Reasons for judgement were released today by the BC Supreme Court, Vancouver Registry, addressing whether a Jury was capable of determining an NHL player’s wage loss claim in a personal injury lawsuit.
In today’s case (Franson v. Caldarella) the Plaintiff, Cody Franson, was injured a in 2008 collision. At the time he “was in the second year of a three-year Entry Level two-way contract with the National Hockey League (NHL) and the American Hockey League (AHL), and was in training camp preparing for tryouts for the Nashville Predators.”
The lawsuit claimed that the collision related injuries delayed his entry into the NHL by one year. He claimed damages for loss of opportunity for this year and further alleged that his subsequent NHL contracts would have been more favorable had the delay not occurred. The Plaintiff brought an application to strike the Defendant’s jury notice arguing that the intricacies of NHL contract negotiations are too complex for a jury. Madam Justice Fisher disagreed and dismissed the Plaintiff’s application. In doing so the Court provided the following reasons:
 The essence of the plaintiff’s position is that issues (2) and (3) will require answers to questions which rely on complex technical evidence. The main questions as I understand them are:
(a) What were the chances that the plaintiff would have played any games for Nashville in the 2008-2009 season?

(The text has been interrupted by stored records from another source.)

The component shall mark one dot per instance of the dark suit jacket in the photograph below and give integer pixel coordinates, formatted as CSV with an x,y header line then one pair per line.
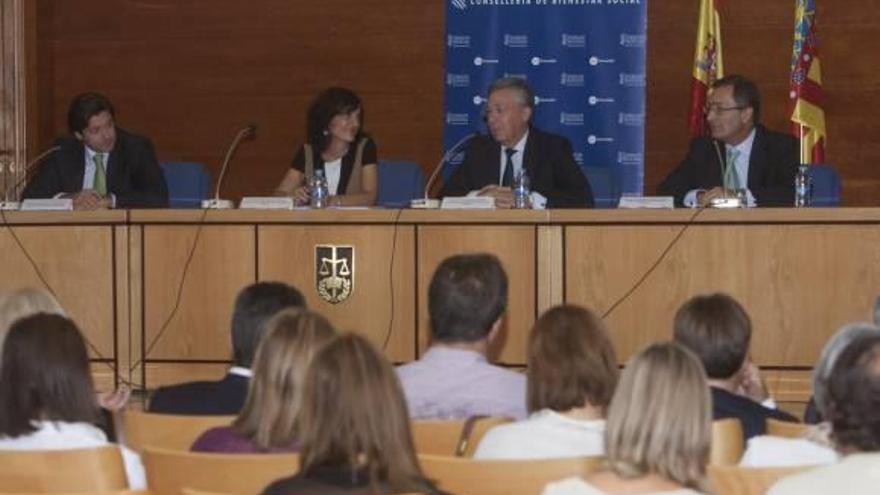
x,y
224,397
772,167
547,158
752,415
133,174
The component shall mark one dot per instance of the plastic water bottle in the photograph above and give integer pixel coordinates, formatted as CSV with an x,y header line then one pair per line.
x,y
802,187
521,189
318,190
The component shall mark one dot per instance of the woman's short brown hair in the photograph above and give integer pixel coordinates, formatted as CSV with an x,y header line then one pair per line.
x,y
571,361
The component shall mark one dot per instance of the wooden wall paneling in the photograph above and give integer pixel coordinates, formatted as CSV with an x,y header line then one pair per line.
x,y
382,305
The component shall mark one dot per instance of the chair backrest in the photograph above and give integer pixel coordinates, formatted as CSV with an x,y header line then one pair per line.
x,y
733,480
484,477
399,182
785,429
727,442
188,184
170,471
167,431
52,471
826,185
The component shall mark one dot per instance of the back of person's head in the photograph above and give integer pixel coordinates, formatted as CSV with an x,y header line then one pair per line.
x,y
254,306
292,338
571,362
467,295
354,416
660,418
44,375
718,330
854,396
832,350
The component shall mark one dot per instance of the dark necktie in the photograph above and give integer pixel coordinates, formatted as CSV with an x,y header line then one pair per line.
x,y
507,178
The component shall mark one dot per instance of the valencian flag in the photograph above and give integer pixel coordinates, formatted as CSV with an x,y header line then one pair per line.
x,y
807,115
708,64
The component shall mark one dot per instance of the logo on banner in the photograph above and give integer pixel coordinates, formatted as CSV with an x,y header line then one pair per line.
x,y
334,272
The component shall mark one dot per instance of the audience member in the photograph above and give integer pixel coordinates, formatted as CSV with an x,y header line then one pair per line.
x,y
718,330
467,299
268,420
852,404
355,434
47,400
659,429
572,372
254,306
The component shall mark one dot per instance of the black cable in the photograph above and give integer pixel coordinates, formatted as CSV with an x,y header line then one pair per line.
x,y
654,266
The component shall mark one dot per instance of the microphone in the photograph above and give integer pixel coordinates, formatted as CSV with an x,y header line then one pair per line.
x,y
425,202
248,131
14,205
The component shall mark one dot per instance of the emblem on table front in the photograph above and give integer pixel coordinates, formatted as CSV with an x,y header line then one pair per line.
x,y
334,272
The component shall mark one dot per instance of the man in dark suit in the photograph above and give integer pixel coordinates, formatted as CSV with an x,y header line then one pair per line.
x,y
718,330
741,154
100,165
255,305
490,164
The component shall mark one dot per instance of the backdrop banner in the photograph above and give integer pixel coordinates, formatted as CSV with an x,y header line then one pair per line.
x,y
585,60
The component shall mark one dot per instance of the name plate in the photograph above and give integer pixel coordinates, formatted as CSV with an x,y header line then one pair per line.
x,y
266,203
468,203
59,204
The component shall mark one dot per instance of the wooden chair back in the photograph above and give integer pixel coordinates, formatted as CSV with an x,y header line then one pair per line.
x,y
166,431
170,471
733,480
785,429
52,471
727,442
464,476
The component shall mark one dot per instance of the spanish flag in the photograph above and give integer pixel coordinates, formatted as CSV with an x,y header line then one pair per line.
x,y
807,114
708,64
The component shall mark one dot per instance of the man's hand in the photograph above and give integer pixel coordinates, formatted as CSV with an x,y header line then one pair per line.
x,y
503,195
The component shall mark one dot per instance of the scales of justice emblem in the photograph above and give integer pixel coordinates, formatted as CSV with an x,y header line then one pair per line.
x,y
334,272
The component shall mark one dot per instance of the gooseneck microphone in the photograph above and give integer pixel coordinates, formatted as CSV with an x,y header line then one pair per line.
x,y
6,204
248,131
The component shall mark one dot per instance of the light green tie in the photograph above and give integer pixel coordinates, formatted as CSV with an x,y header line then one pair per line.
x,y
100,183
731,176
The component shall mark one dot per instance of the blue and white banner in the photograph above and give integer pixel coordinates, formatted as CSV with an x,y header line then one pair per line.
x,y
585,59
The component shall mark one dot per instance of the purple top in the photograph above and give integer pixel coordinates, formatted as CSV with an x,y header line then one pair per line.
x,y
224,439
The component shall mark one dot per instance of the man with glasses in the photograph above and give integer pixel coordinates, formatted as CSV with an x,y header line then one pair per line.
x,y
490,164
741,159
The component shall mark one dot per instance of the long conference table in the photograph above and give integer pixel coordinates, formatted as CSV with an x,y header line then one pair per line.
x,y
153,290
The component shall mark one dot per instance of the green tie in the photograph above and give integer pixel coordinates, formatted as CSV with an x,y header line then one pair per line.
x,y
100,184
731,176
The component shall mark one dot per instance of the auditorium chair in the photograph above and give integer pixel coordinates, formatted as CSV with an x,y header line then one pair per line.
x,y
98,469
167,431
733,480
170,471
502,477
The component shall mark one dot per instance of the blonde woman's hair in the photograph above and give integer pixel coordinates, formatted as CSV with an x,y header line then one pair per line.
x,y
269,415
660,418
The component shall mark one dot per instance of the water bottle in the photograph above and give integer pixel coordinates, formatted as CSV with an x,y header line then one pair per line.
x,y
802,187
521,189
318,190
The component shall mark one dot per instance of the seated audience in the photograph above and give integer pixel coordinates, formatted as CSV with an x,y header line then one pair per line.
x,y
816,446
336,145
354,431
467,299
254,306
718,330
47,400
852,404
572,372
659,429
268,420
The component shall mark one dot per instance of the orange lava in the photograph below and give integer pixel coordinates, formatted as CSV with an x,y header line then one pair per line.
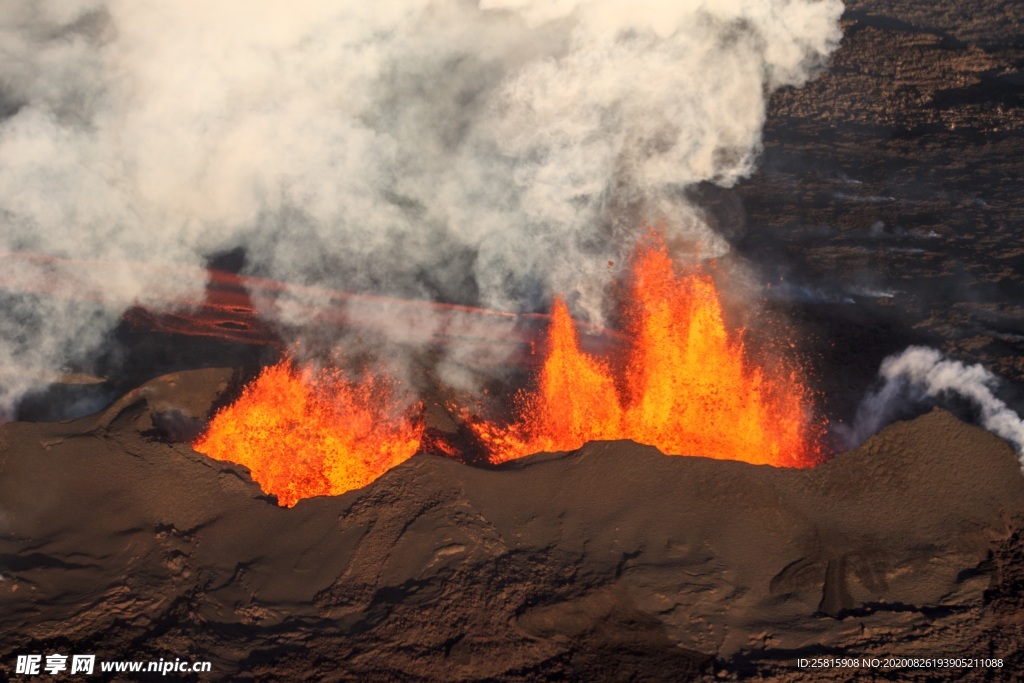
x,y
306,432
684,384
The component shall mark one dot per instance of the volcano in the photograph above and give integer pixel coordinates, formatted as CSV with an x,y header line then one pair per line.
x,y
534,514
610,561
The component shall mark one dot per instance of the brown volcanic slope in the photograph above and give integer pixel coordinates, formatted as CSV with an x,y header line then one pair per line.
x,y
610,562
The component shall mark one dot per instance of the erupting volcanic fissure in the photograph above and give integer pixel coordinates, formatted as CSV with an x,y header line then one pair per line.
x,y
312,432
681,382
682,385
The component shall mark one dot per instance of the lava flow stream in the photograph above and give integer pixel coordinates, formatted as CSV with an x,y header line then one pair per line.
x,y
305,433
683,385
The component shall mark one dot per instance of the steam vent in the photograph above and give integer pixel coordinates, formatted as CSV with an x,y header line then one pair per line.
x,y
512,341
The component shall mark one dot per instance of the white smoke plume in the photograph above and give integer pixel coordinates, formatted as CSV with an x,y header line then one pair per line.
x,y
922,373
492,153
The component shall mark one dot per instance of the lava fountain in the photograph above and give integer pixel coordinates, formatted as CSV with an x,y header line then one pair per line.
x,y
313,432
683,384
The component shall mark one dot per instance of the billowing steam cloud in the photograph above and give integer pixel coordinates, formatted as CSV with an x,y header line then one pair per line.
x,y
489,152
921,373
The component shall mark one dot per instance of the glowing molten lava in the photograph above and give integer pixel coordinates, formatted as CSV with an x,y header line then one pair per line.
x,y
683,385
305,433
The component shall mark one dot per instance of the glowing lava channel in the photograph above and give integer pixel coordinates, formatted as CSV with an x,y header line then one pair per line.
x,y
312,432
683,384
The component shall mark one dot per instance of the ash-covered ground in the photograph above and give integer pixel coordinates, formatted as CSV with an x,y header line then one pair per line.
x,y
613,562
886,212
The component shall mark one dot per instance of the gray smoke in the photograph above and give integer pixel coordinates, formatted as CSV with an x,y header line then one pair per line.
x,y
924,374
492,153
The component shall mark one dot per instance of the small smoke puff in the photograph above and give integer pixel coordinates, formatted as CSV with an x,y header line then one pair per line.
x,y
926,373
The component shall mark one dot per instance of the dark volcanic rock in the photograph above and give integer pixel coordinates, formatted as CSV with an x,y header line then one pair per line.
x,y
611,562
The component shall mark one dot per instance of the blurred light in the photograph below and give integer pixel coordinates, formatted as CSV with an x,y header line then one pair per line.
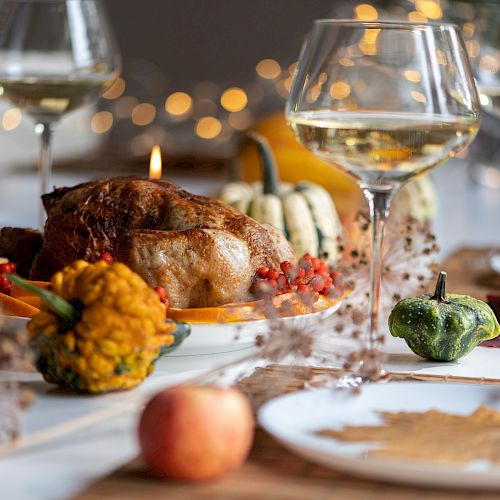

(b) If his chances were good, how many games would he have played?
(c) If he had played a certain number of games in that season, would he have been able to negotiate more favourable terms in his contract in subsequent years as a Restricted Free Agent?..
 The plaintiff submitted that the trier of fact will be required to understand the methodology, assess it, and determine which statistics and methodology is appropriate in order to calculate these damages. I do not disagree that the trier of fact will have to understand the methodology used by Mr. Gurney but I question whether it will be necessary to determine another appropriate methodology and apply that. These kinds of hypothetical damages in circumstances of uncertainty are not normally assessed by way of a mathematical calculation. The expert evidence is presented as a tool to assist the trier of fact in its assessment. In my view, a jury will be capable of understanding Mr. Gurney’s methodology when it is properly explained and it will also be capable of assessing the criticisms of that methodology by Prof. Weiler.
 It is my view that a jury is capable of assessing this kind of evidence and determining the issues arising from it, including the use of hypotheticals and contingencies, with proper direction.
 Moreover, this will not be in inordinately long trial, set for up to 14 days, a time estimate that is reasonable given the number of witnesses and issues to be addressed. In my opinion, a jury will be able to understand the evidence and retain that understanding for the length of the trial.
 For all of these reasons, the plaintiff’s application is dismissed.